The three movies I saw at the International Film Festival were Departures, North Face, and Encounters at the End of the World. I enjoyed them all, but Encounters made by far the greatest impression on me. Ostensibly a documentary about Antarctica and the people who work there, this movie is actually an exploration of our relationship with the planet and the universe. It's hard to avoid concluding that the famous scene with the disoriented penguin who wanders off alone in the direction of a distant mountain range (and certain death) is a metaphor for the human species.

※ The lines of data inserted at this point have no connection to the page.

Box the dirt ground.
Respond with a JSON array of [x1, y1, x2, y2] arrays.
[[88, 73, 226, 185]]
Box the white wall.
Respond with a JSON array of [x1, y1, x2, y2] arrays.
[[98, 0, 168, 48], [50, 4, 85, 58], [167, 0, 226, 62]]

Despite Herzog's at times hilarious narration, there's no escaping the fact that this is a dark movie (what movie that deals with the reality of global warming, among other things, wouldn't be). Having said that, its message isn’t entirely negative. There's something noble about the efforts of the scientists Herzog interviews to find answers to all manner of questions about the natural world around us, efforts the director contrasts with those of the early explorers who set out to "conquer" Antarctica and of people like the idiot who plans to pogo-stick to the South Pole.
The movie ends with one of the interviewees (not a scientist, but in fact a forklift operator at McMurdo Station) paraphrasing a quote by Alan Watts: "We are the witness through which the universe becomes conscious of its own glory." Watts is religious, but similar sentiments have also been expressed by non-religious figures, including Carl Sagan ("We are a way for the universe to know itself") and Murray Bookchin, who in The Ecology of Freedom: The Emergence and Dissolution of Hierarchy, my copy of which remains missing, describes humankind as "nature rendered self-conscious".
Although I've seen two documentaries about Werner Herzog (Burden of Dreams and Werner Herzog Eats his Shoe), this was the first documentary by him that I've seen. I'm now eager to see more. I'll probably start with Grizzly Man.